While we’re collecting honest caveats: Headroom’s target_ratio knob is non-binding for the prose path. We asked for 0.3 and 0.15 and got byte-identical output both times. It’s a budget-driven, autonomous router, not a dial you set.


What the scores actually say

Headroom is quality-safe. 9.38 is statistically indistinguishable from — nominally above — the 9.00 no-compression baseline. Stripping ~24% of tokens cost nothing measurable on this corpus. Function words go; proper nouns, numbers, and the load-bearing acronyms survive.

EXIT is the cheaper, sharper instrument. 77% reduction with no infrastructure at all — but it spent ~1.3 quality points, and unevenly. It scored a perfect 10 on some questions and a 4 on others, because aggressive query-scored extraction occasionally drops the one sentence the answer needed. On a smaller-context run it was worse: there’s no redundancy to safely prune when the context is already tight.

Neither result is a knockout. If you want maximum token savings and can absorb the occasional miss, the free in-process compressor wins on cost and latency.

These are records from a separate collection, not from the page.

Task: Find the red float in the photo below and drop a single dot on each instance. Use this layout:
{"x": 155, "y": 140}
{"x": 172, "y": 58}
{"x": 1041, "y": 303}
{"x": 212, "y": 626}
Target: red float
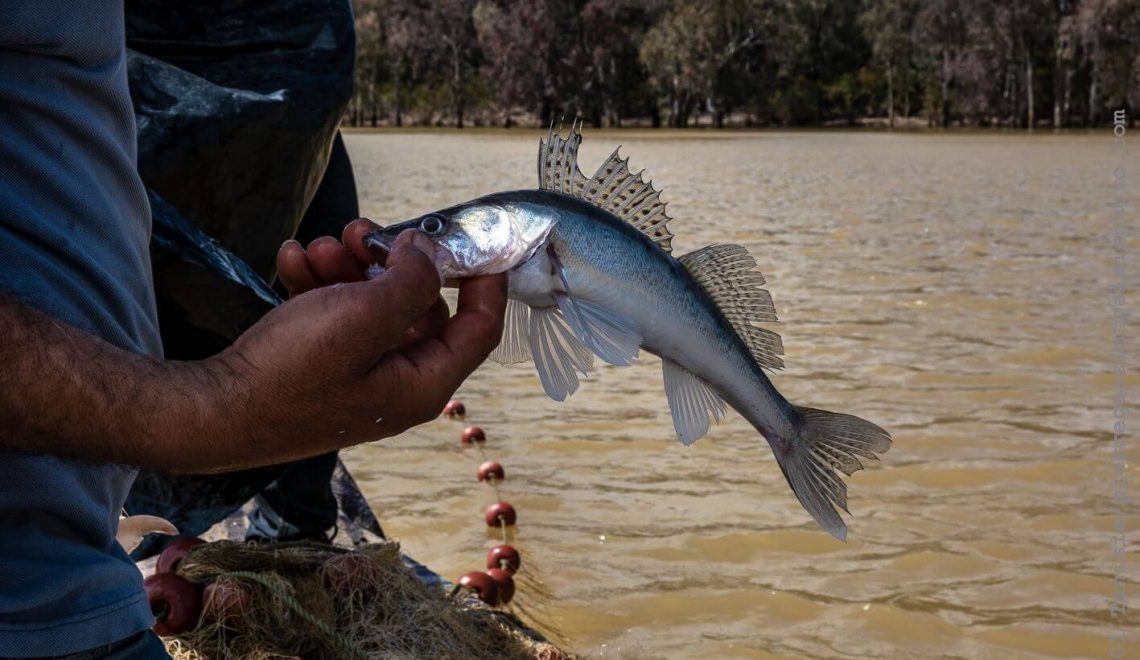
{"x": 173, "y": 554}
{"x": 501, "y": 513}
{"x": 505, "y": 557}
{"x": 490, "y": 470}
{"x": 483, "y": 585}
{"x": 472, "y": 434}
{"x": 455, "y": 408}
{"x": 505, "y": 584}
{"x": 174, "y": 602}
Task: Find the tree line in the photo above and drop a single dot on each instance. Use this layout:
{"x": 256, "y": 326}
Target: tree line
{"x": 756, "y": 63}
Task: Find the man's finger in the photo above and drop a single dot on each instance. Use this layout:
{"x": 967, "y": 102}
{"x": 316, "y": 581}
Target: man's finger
{"x": 333, "y": 262}
{"x": 380, "y": 311}
{"x": 294, "y": 270}
{"x": 428, "y": 325}
{"x": 353, "y": 239}
{"x": 434, "y": 368}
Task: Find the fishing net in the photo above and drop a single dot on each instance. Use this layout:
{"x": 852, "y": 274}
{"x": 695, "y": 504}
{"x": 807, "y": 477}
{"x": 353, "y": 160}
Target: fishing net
{"x": 318, "y": 601}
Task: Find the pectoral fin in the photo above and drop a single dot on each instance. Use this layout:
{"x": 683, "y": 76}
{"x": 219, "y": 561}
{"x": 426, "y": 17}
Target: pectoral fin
{"x": 559, "y": 356}
{"x": 611, "y": 336}
{"x": 514, "y": 347}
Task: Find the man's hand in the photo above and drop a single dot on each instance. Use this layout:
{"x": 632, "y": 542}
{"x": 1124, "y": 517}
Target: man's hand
{"x": 344, "y": 361}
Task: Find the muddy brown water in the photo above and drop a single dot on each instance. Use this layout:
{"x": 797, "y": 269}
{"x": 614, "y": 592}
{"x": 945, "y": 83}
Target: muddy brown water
{"x": 955, "y": 288}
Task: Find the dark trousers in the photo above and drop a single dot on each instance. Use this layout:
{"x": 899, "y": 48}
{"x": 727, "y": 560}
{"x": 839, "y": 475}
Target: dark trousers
{"x": 144, "y": 645}
{"x": 302, "y": 497}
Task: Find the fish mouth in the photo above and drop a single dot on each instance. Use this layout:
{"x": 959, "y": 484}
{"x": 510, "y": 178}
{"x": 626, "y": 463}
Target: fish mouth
{"x": 381, "y": 241}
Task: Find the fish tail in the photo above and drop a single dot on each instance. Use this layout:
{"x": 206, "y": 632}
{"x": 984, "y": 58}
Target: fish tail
{"x": 823, "y": 443}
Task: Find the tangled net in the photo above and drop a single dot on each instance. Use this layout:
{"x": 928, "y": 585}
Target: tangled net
{"x": 318, "y": 601}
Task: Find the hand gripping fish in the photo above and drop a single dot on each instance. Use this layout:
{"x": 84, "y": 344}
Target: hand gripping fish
{"x": 591, "y": 273}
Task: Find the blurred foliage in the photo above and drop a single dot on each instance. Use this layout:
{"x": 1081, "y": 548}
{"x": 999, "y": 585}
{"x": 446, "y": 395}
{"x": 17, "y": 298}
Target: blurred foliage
{"x": 676, "y": 63}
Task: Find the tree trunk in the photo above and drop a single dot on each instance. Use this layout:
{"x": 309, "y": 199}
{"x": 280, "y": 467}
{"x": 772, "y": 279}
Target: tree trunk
{"x": 944, "y": 119}
{"x": 399, "y": 100}
{"x": 890, "y": 95}
{"x": 1067, "y": 116}
{"x": 1059, "y": 83}
{"x": 1028, "y": 92}
{"x": 1092, "y": 82}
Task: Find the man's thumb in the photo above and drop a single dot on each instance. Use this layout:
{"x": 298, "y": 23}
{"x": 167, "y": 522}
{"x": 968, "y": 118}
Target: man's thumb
{"x": 384, "y": 308}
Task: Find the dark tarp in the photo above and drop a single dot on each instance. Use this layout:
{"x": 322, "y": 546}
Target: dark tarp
{"x": 237, "y": 106}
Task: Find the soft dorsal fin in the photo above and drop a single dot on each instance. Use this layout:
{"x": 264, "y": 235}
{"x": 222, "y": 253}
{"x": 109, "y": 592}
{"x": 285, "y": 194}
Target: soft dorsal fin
{"x": 729, "y": 275}
{"x": 558, "y": 162}
{"x": 626, "y": 194}
{"x": 612, "y": 188}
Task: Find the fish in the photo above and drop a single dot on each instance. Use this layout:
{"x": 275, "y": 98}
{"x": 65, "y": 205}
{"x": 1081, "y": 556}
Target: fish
{"x": 592, "y": 274}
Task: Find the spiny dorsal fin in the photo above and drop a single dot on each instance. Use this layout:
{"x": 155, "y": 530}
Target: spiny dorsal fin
{"x": 558, "y": 162}
{"x": 613, "y": 187}
{"x": 727, "y": 274}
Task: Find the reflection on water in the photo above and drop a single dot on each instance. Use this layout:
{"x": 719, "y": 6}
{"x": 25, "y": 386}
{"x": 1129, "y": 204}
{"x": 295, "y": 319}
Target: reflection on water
{"x": 951, "y": 287}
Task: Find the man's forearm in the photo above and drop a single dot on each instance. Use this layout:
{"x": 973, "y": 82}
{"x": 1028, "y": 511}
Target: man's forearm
{"x": 70, "y": 393}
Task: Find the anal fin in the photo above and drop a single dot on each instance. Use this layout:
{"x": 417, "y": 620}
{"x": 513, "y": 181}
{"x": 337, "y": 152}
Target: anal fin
{"x": 692, "y": 402}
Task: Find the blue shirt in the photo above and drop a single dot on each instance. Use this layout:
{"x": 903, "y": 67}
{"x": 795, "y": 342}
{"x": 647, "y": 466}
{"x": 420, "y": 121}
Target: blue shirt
{"x": 74, "y": 229}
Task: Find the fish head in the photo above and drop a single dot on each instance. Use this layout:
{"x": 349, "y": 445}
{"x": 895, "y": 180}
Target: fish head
{"x": 480, "y": 237}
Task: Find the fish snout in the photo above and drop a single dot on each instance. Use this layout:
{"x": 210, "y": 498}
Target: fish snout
{"x": 381, "y": 241}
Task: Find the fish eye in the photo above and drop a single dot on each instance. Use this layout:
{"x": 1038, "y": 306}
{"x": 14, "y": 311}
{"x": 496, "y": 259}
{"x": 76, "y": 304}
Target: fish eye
{"x": 432, "y": 225}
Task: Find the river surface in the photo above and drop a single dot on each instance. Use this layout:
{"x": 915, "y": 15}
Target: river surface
{"x": 954, "y": 288}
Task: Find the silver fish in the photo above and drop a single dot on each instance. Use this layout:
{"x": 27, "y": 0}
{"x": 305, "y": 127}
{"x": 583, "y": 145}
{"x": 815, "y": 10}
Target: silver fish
{"x": 591, "y": 273}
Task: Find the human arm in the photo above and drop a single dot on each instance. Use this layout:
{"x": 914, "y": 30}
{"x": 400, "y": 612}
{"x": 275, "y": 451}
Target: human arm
{"x": 322, "y": 372}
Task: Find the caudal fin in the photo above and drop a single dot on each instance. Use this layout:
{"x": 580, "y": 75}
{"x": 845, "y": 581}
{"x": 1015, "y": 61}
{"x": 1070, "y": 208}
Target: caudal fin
{"x": 825, "y": 442}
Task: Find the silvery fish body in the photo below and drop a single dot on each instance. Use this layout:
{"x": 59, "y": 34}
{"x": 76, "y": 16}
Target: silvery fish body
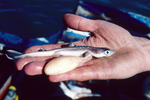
{"x": 79, "y": 51}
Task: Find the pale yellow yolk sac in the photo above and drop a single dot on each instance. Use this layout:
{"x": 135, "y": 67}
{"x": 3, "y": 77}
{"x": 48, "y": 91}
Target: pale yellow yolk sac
{"x": 62, "y": 65}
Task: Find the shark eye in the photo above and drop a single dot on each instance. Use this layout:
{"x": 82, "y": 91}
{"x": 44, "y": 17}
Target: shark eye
{"x": 107, "y": 52}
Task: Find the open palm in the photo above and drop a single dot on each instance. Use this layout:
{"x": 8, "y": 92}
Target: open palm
{"x": 126, "y": 62}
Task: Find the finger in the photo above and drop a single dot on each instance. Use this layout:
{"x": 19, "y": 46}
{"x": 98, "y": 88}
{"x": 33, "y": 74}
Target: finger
{"x": 35, "y": 68}
{"x": 96, "y": 69}
{"x": 21, "y": 63}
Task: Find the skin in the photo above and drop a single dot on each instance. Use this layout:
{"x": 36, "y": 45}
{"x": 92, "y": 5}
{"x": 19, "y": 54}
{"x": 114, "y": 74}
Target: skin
{"x": 132, "y": 56}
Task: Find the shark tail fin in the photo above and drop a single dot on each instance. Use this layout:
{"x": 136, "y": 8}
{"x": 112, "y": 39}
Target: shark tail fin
{"x": 11, "y": 54}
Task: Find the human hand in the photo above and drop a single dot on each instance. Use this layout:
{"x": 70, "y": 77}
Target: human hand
{"x": 132, "y": 54}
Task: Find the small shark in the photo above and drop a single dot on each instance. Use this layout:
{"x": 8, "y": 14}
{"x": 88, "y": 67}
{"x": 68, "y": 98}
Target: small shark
{"x": 69, "y": 50}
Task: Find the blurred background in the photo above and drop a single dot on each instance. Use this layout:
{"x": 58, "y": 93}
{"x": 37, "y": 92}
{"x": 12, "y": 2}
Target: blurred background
{"x": 35, "y": 18}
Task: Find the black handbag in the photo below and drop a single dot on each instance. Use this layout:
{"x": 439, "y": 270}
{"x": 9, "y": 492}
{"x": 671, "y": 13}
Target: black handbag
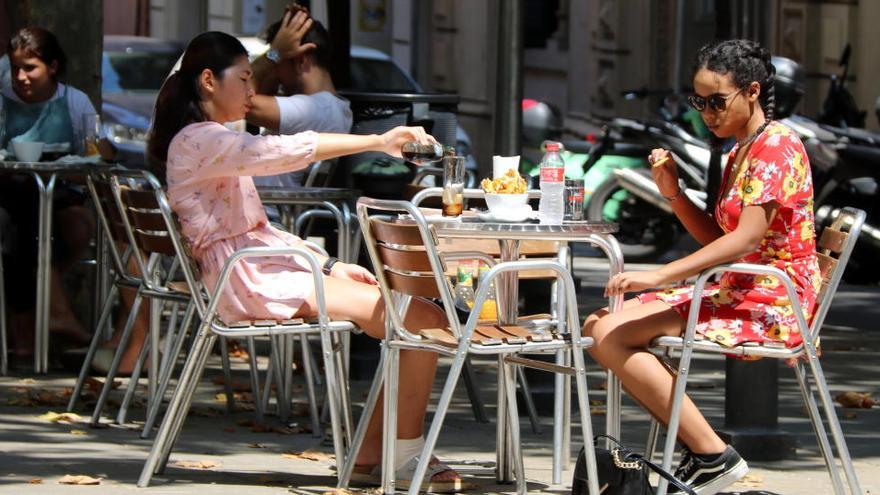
{"x": 620, "y": 471}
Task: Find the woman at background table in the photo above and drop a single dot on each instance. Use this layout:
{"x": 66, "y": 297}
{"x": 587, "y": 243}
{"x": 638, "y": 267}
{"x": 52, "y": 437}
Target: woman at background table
{"x": 41, "y": 108}
{"x": 764, "y": 215}
{"x": 209, "y": 171}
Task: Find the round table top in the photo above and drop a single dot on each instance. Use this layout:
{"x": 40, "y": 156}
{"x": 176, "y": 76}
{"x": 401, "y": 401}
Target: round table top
{"x": 469, "y": 227}
{"x": 273, "y": 193}
{"x": 54, "y": 166}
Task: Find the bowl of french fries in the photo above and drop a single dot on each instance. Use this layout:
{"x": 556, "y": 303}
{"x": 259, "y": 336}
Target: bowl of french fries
{"x": 506, "y": 193}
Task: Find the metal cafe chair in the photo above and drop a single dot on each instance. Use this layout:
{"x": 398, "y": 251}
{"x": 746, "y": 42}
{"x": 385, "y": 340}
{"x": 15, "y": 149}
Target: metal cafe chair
{"x": 212, "y": 327}
{"x": 407, "y": 264}
{"x": 833, "y": 250}
{"x": 124, "y": 271}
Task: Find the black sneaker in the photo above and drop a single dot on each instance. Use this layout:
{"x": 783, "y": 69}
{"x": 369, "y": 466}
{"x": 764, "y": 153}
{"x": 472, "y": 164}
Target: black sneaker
{"x": 709, "y": 477}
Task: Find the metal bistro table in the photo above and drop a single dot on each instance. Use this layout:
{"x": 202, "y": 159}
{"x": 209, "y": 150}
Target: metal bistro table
{"x": 46, "y": 174}
{"x": 509, "y": 236}
{"x": 336, "y": 201}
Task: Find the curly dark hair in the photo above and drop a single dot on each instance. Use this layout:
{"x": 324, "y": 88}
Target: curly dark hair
{"x": 746, "y": 61}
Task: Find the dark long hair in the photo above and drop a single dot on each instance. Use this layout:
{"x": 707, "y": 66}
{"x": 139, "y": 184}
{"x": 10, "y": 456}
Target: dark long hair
{"x": 746, "y": 61}
{"x": 178, "y": 102}
{"x": 42, "y": 44}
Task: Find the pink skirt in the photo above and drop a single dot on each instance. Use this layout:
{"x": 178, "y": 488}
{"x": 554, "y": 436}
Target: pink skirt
{"x": 271, "y": 288}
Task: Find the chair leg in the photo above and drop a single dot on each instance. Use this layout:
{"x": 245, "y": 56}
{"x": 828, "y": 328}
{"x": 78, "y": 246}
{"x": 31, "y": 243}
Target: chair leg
{"x": 166, "y": 434}
{"x": 333, "y": 395}
{"x": 280, "y": 392}
{"x": 586, "y": 422}
{"x": 93, "y": 348}
{"x": 369, "y": 408}
{"x": 437, "y": 422}
{"x": 677, "y": 400}
{"x": 651, "y": 441}
{"x": 227, "y": 376}
{"x": 255, "y": 380}
{"x": 561, "y": 418}
{"x": 4, "y": 363}
{"x": 310, "y": 386}
{"x": 122, "y": 415}
{"x": 287, "y": 354}
{"x": 168, "y": 370}
{"x": 342, "y": 387}
{"x": 389, "y": 422}
{"x": 470, "y": 383}
{"x": 511, "y": 374}
{"x": 833, "y": 423}
{"x": 527, "y": 398}
{"x": 117, "y": 358}
{"x": 819, "y": 429}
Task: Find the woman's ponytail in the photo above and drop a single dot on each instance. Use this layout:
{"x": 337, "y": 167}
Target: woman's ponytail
{"x": 178, "y": 103}
{"x": 746, "y": 61}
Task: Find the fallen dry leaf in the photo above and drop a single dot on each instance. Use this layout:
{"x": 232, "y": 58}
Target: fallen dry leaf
{"x": 79, "y": 479}
{"x": 54, "y": 417}
{"x": 197, "y": 464}
{"x": 310, "y": 455}
{"x": 281, "y": 430}
{"x": 751, "y": 481}
{"x": 857, "y": 400}
{"x": 238, "y": 396}
{"x": 205, "y": 412}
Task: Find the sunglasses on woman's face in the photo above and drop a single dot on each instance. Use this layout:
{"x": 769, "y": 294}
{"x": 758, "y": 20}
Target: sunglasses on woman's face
{"x": 715, "y": 102}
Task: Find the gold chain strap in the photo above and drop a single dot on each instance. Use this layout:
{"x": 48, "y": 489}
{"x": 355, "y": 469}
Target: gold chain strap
{"x": 615, "y": 454}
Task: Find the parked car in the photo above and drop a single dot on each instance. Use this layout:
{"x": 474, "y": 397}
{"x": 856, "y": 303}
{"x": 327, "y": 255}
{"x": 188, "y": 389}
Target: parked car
{"x": 133, "y": 69}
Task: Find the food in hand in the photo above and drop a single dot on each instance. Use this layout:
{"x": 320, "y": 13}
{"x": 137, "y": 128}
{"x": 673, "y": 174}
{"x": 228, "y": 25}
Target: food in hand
{"x": 661, "y": 161}
{"x": 509, "y": 183}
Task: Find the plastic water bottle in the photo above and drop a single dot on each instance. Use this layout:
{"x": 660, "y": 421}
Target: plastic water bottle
{"x": 552, "y": 207}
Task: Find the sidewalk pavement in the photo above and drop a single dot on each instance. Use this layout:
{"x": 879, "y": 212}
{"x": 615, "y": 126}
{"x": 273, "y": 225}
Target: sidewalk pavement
{"x": 35, "y": 453}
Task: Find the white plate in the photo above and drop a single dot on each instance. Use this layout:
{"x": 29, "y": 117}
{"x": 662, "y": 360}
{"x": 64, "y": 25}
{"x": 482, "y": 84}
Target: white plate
{"x": 512, "y": 216}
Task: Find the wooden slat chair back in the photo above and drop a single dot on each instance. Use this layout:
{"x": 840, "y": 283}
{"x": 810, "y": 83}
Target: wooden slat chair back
{"x": 834, "y": 248}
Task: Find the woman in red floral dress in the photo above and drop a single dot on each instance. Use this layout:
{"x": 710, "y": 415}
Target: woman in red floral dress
{"x": 764, "y": 215}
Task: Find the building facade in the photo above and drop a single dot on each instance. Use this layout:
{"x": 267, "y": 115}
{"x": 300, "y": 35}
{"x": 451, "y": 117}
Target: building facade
{"x": 580, "y": 55}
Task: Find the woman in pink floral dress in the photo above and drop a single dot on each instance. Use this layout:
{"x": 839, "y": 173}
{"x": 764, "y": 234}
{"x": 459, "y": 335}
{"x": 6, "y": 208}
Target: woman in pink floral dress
{"x": 209, "y": 171}
{"x": 764, "y": 215}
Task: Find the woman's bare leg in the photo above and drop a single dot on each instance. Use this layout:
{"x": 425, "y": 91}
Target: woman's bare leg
{"x": 621, "y": 341}
{"x": 362, "y": 304}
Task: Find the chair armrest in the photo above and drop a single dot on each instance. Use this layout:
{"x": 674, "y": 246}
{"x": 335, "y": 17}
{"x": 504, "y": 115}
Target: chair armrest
{"x": 264, "y": 252}
{"x": 518, "y": 266}
{"x": 745, "y": 268}
{"x": 467, "y": 255}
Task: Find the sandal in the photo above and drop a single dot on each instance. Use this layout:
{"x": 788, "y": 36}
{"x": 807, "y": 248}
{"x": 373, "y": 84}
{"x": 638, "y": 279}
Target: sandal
{"x": 372, "y": 475}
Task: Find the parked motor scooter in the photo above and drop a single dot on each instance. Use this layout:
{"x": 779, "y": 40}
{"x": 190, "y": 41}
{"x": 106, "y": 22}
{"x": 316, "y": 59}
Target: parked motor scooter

If you can’t afford any quality regression and your contexts are large, the ONNX layer earns its keep.


The scariest number was a cold start

Our first measurement clocked Headroom at ~1,912 ms per call and we nearly wrote it down as the cost of ML compression. It wasn’t. The sidecar runs scale-to-zero, and in the harness each Headroom call was spaced seconds apart by the intervening generate-and-judge calls — so instances kept getting reclaimed and re-spun. The server logs decompose it cleanly:

  • Warm compute: 11–22 ms (the ONNX model on CPU)
  • Cold start: ~53 s — but only because the model re-downloads at startup, a fixable packaging bug
  • Warm round-trip from a distant client: ~240 ms, almost all network

Warm, Headroom is a ~15 ms hop. Its latency is a deployment-configuration question — keep one instance warm — not a property of the compressor. We checked whether moving to an edge container platform would help and it wouldn’t: those instances cold-start too, and our caller already lives in a different cloud, so co-location buys nothing. The honest fix is mundane: pin a warm instance.

It’s a small lesson with a big blast radius. A benchmark that conflates infrastructure state with algorithm cost will mis-rank every option on the table.


The verdict

We shipped Headroom as a selectable compression strategy because it does something real and does it without hurting answers. But the experiment’s most useful output wasn’t a winner — it was the shape of the tradeoff:

  • Reach for the in-process extractor when you want big token savings, near-zero latency, and zero new services to operate, and you can tolerate a bounded, occasional quality dip.
  • Reach for the ONNX layer when your retrieved contexts are large, quality regressions are unacceptable, and you’re willing to keep a small service warm.

And whichever you choose: frame your RAG context as a system message, make sure the context is big enough to be worth compressing, and never let a cold start audition for the role of your algorithm.